Professeur de musique et chanteur connu sous le pseudo de Benicash, en hommage à Jonnhy Cash, Pelo est aussi un graffeur réputé. Figure montante de la scène graffiti parisienne, il participe également à l’aventure artistique  « Les 7 Péchés d’Esther ». Portrait !

Marie-Sophie de SAINT-PINSON

De la nature au bitume

L’artiste Pelo au micro de la radio DGN’Air

PELO est né en Auvergne, province qu’il affectionne particulièrement. C’est donc entouré de nature que le jeune homme découvre la culture hip-hop. En 2012 il se lance dans le graffiti. Une passion chevillée au corps est née ! Fraîchement débarqué à Lyon en 2015 pour étudier, PELO s’investit progressivement dans le graffiti. Il  commence alors à chercher un crew (équipe) de graffeurs lyonnais pour s’intégrer et peaufiner son art. Il adopte alors le blaze (nom) de PELO en référence au jargon lyonnais signifiant « gars ». A l’abri des regards, aux pieds des murs des terrains vagues de la ville, il peint des fresques et quelques « graffiti vandales » pour perfectionner son art et son style.  Pour peindre, il s’inspire des magazines où il repère des images qui l’interpellent. Puis, il s’entraîne à dessiner des sketchs (croquis) dans des carnets avant de les reproduire en grandeur nature sur les murs.

 

Pelo One, Estelle Esther, Patrick Nadjar et Aimé à la radio DGN’Air

 

Habité par son art, l’artiste nous explique : « L’étape suivante a été la création de stickers pour faire connaître mon blaze partout dans le monde et les échanger entre copains graffeurs aux 4 coins de la planète ! » Une stratégie audacieuse qui lui permet de se faire connaître dans le milieu du graffiti au-delà des frontières hexagonales. 

 

Le street-artiste Pelo s’inspire de la culture urbaine

 

Au bout d’un an de pugnacité artistique, Pelo intègre enfin le crew BDP en 2016 et rentre également dans  un second crew New-yorkais en 2017 (oui, un graffeur peut adhérer à plusieurs crews ^^).
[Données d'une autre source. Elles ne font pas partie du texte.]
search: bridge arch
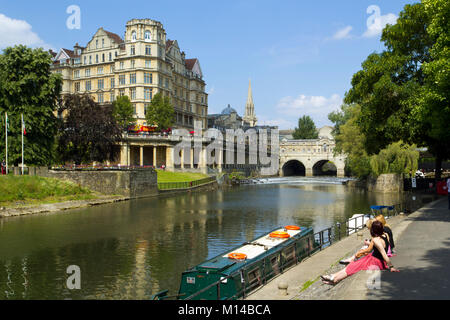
[281,160,306,177]
[312,160,338,177]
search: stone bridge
[280,137,346,177]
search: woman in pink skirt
[320,221,399,285]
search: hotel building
[52,19,208,129]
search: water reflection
[0,180,408,299]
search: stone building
[52,19,208,129]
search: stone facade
[280,127,346,177]
[52,19,208,129]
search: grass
[156,170,209,183]
[0,175,96,207]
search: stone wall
[367,173,403,193]
[36,168,158,198]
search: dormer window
[145,30,152,41]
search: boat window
[248,268,261,287]
[282,246,295,263]
[270,255,280,274]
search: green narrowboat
[153,226,317,300]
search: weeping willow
[370,141,419,177]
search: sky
[0,0,419,129]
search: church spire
[244,80,258,127]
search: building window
[130,73,136,84]
[144,72,153,84]
[144,88,153,100]
[119,74,125,85]
[145,30,152,41]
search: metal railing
[158,177,216,190]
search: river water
[0,178,408,300]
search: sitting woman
[339,219,380,265]
[375,214,395,255]
[320,221,399,285]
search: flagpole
[5,112,8,175]
[21,113,23,175]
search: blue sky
[0,0,417,129]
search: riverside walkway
[246,197,450,300]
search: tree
[0,45,62,165]
[328,104,353,136]
[334,104,371,178]
[370,141,419,176]
[345,0,450,178]
[113,96,135,130]
[412,0,450,179]
[292,116,319,139]
[58,94,122,165]
[146,93,175,130]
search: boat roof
[184,227,312,275]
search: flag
[22,116,27,136]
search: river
[0,178,408,300]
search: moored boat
[153,226,317,300]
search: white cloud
[276,94,342,127]
[0,13,52,49]
[332,26,353,40]
[363,5,398,38]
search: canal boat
[153,226,318,300]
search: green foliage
[58,94,122,165]
[344,0,450,178]
[113,96,136,130]
[370,141,419,176]
[0,175,92,204]
[0,45,62,165]
[334,104,370,178]
[292,116,319,139]
[146,93,175,130]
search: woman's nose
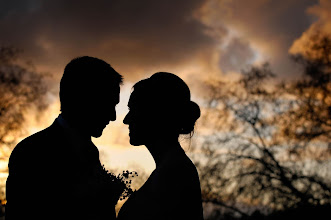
[123,112,130,125]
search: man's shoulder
[10,124,63,163]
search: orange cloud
[289,0,331,54]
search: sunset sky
[0,0,331,189]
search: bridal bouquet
[97,165,138,204]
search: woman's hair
[133,72,200,136]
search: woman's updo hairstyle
[132,72,200,136]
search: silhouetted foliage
[198,32,331,219]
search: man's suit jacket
[6,120,115,220]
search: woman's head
[124,72,200,145]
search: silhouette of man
[6,56,122,220]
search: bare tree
[198,33,331,215]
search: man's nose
[109,109,116,121]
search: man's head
[60,56,123,137]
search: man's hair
[60,56,123,112]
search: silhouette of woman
[118,72,203,220]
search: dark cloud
[0,0,213,80]
[200,0,318,77]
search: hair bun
[180,101,201,134]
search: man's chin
[91,129,103,138]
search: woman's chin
[130,137,143,146]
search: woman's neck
[146,139,181,167]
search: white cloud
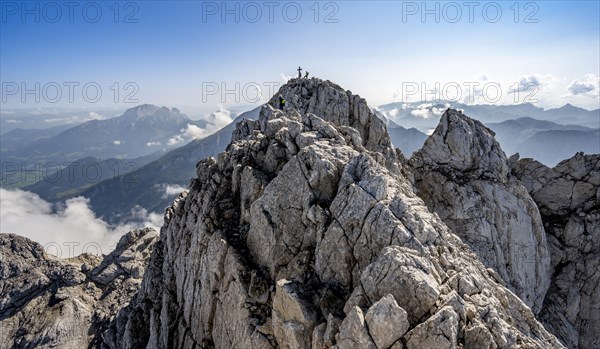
[567,74,600,97]
[279,73,292,84]
[167,105,233,145]
[157,183,187,199]
[0,189,162,257]
[410,109,431,119]
[410,103,450,119]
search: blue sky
[0,0,600,114]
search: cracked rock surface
[100,78,563,349]
[410,109,551,313]
[511,153,600,348]
[0,229,158,349]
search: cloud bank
[0,189,162,258]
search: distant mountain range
[81,107,260,223]
[486,118,600,167]
[0,104,208,187]
[2,104,600,223]
[376,102,600,132]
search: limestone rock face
[511,153,600,348]
[410,109,551,313]
[0,229,158,349]
[103,78,562,349]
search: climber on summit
[279,95,285,110]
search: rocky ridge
[511,153,600,348]
[0,229,158,349]
[103,78,562,349]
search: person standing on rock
[279,95,285,110]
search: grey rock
[365,294,410,349]
[512,153,600,348]
[410,109,551,313]
[0,229,158,348]
[2,78,563,349]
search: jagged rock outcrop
[410,109,551,313]
[0,229,158,349]
[511,153,600,348]
[104,79,562,349]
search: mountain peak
[268,78,395,164]
[411,109,508,181]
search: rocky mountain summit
[511,153,600,348]
[0,229,158,349]
[104,79,563,348]
[0,78,600,349]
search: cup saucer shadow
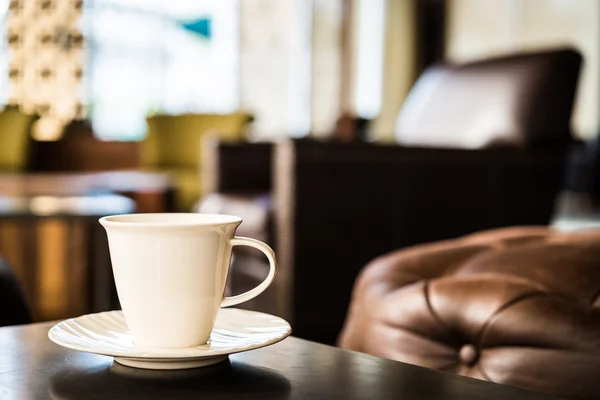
[50,360,291,399]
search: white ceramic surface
[48,308,292,369]
[100,213,277,348]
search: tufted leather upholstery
[339,228,600,399]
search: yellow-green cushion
[0,108,34,170]
[140,113,252,211]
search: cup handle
[221,237,278,307]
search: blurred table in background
[0,172,174,321]
[0,171,175,212]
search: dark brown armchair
[0,258,31,327]
[199,50,581,344]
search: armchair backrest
[396,49,582,149]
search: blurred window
[82,0,239,140]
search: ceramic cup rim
[99,213,242,228]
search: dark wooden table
[0,170,175,212]
[0,324,550,400]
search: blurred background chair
[339,228,600,400]
[140,113,252,211]
[198,49,581,344]
[0,107,35,171]
[0,257,31,327]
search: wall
[446,0,600,138]
[311,0,344,137]
[372,0,416,142]
[240,0,312,140]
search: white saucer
[48,308,292,369]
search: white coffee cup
[100,213,277,348]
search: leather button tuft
[458,344,479,365]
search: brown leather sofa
[198,50,581,344]
[339,227,600,400]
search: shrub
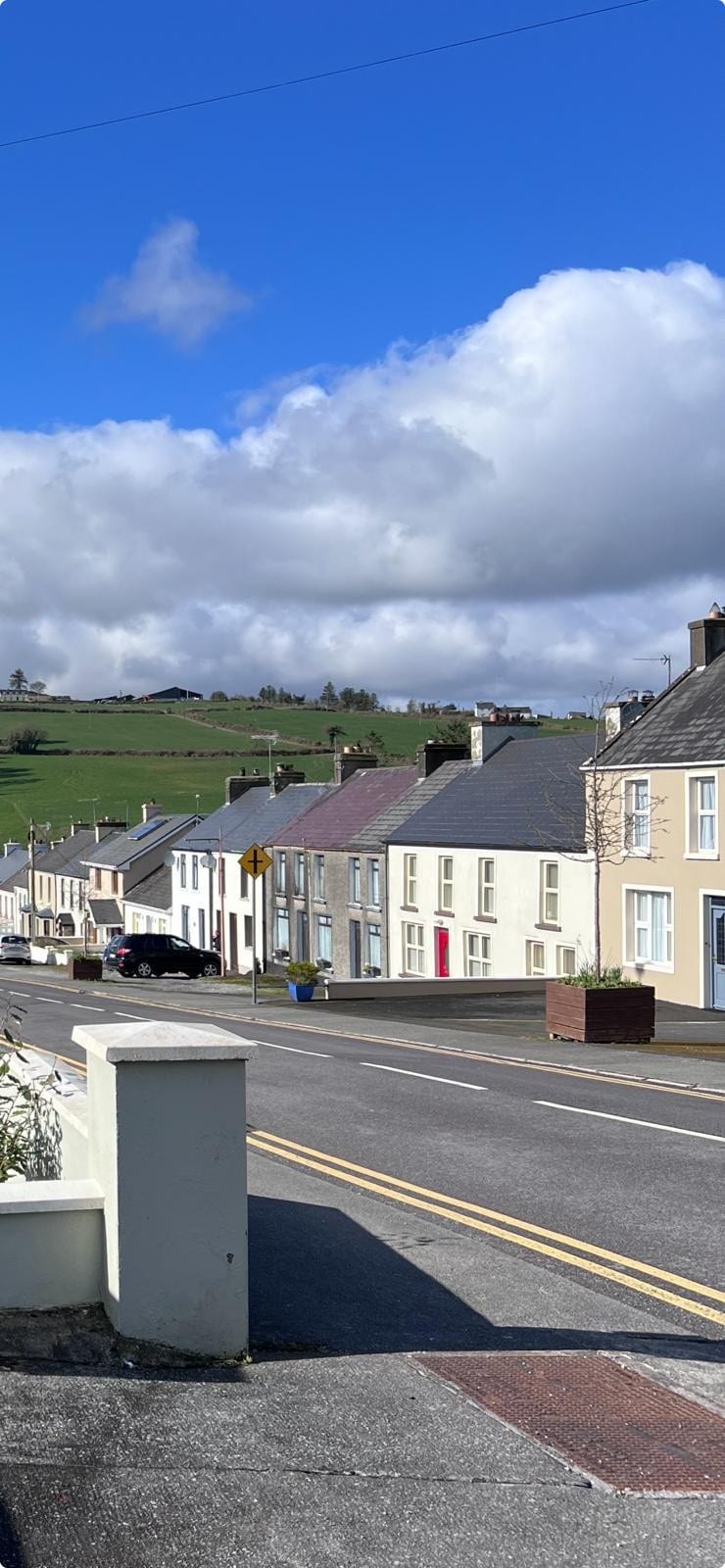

Ses fresques arborent son blaze ainsi que les initiales du crew qu’il veut représenter. Faire partie d’une équipe ou d’un crew, est aussi l’occasion d’organiser des sessions (sorties organisées pour peindre en vandales) entre graffeurs de différents crews, après avoir repéré des spots (endroits pour graffer). Souvent organisées de nuit, les sessions sont prisées par les graffeurs qui opèrent alors des descentes artistiques massives.

 

Crew de graffiti opérant en groupe de façon massive pour cartonner les rues

 

Ne vivant pas de sa passion pour le moment, PELO a toujours vu le graffiti comme un hobby aux codes complexes. En effet, dans le milieu du graffiti la concurrence est rude, l’égotrip très présent, la compétition de rue parfois consternante. Comme le confie PELO : « Du jour au lendemain, un graffeur peut passer de la lumière à l’ombre ! » Certains se font même passer à tabac à 1 contre 5 car ils ont repeint un graff…Un milieu interlope, souvent courtisé par les marques de luxe qui approchent des graffeurs pour se donner une image « hype » auprès des Millenials et de la GenZ. On pense notamment aux marques de luxe comme Louis VUITTON et à son ancien Directeur Artistique, Virgil ABLOH, qui a insufflé la culture hip-hop, l’esprit skateboard, streetwear et musical, à la célèbre marque à damier. 

 

Les coffrets réalisés par Pelo et Kotek sont exposés à la galerie d’art 389, dans le 20ème à Paris

 

Le Graffiti Game

Très au fait des origines du graffiti, PELO souligne aussi ses incohérences et tabous : «  Comme le graffiti est né dans les quartiers populaires de New-York, nombre de graffeurs continuent de peindre dans la rue et n’évoluent pas, par exemple en exposant dans les galeries d’art.  Il y a aussi le tabou autour de l’argent lorsque certains graffeurs devenus artistes professionnels vivent de leur art. Ceux-là sont vus comme des vendus au système ou des traîtres. »

 

Le graffeur Pelo cache son visage selon les codes du graffiti et de son crew les BDP

 

Loin de ces considérations sociologiques, PELO  profite de ses nombreux voyages pour rencontrer des graffeurs locaux. Il a ainsi immortalisé les murs du Portugal, d’Espagne, de Belgique et d’Hongrie, par son style marqué, dominé par les couleurs inspirées de la nature de son enfance et sa sensibilité artistique. 

 

L’oeuvre d’art « Gourmandise » pour Les 7 Péchés d’Esther

Si vous voyagez à New-York, au Canada, aux Philippines ou en Espagne, impossible de ne pas repérer le blaze de PELO !  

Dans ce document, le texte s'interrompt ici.